Building the foundations of deep learning from matrix multiplication and backpropagation to ResNets and beyond
- Matrix Multiplication
- Neural Network Forward Pass
- Neural Network Backpropagation
- Rebuilding PyTorch Essentials
Optimizing matrix multiplication from scratch:
- Nested loops in standard Python
- Array Slicing
- Array Broadcasting
- Einstein Summation in PyTorch
- Standard PyTorch
Matrix multiplication in standard PyTorch is about 44,000 times faster than using standard python
Demonstrating the difficulty in training neural networks:
- Exploding Activations with added depth [Solution: Xavier Initialization]
- Vanishing Activations when using ReLU [Solution: Kaiming Initialization]

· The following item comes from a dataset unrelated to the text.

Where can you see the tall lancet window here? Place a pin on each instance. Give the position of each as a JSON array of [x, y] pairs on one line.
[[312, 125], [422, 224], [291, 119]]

- Improvements with Parametric/Leaky/Shifted ReLU
After developing an appreciation of challenges in training neural networks, we build a Feed Forward Neural Network that mimics PyTorch's modular design.
Implementing Autograd (Automatic Differentiation) functionality for:
- Linear layer: Affine function
- Activation layer: ReLU
- Loss layer: Mean Squared Error
We design a layer abstraction class to build a Fully Connected Neural Network capable of backpropagating errors using automatic differentiation of its computation graph. PyTorch's design choices like nn.Module starts to make perfect sense.
We explore the internal abstractions and architecture of PyTorch in depth and rebuild it from scratch:
- PyTorch Data Abstractions
- Dataset
- DataLoader
- DataSampler
- PyTorch Training Abstractions
- nn.Parameters
- nn.Sequential
- Optimizer
After having dived deep into the inner workings of PyTorch, we gain a deeper understanding of deep learning concepts, the problems and the existing solutions. We get insight into the software architecture design and development process of a popular deep learning framework.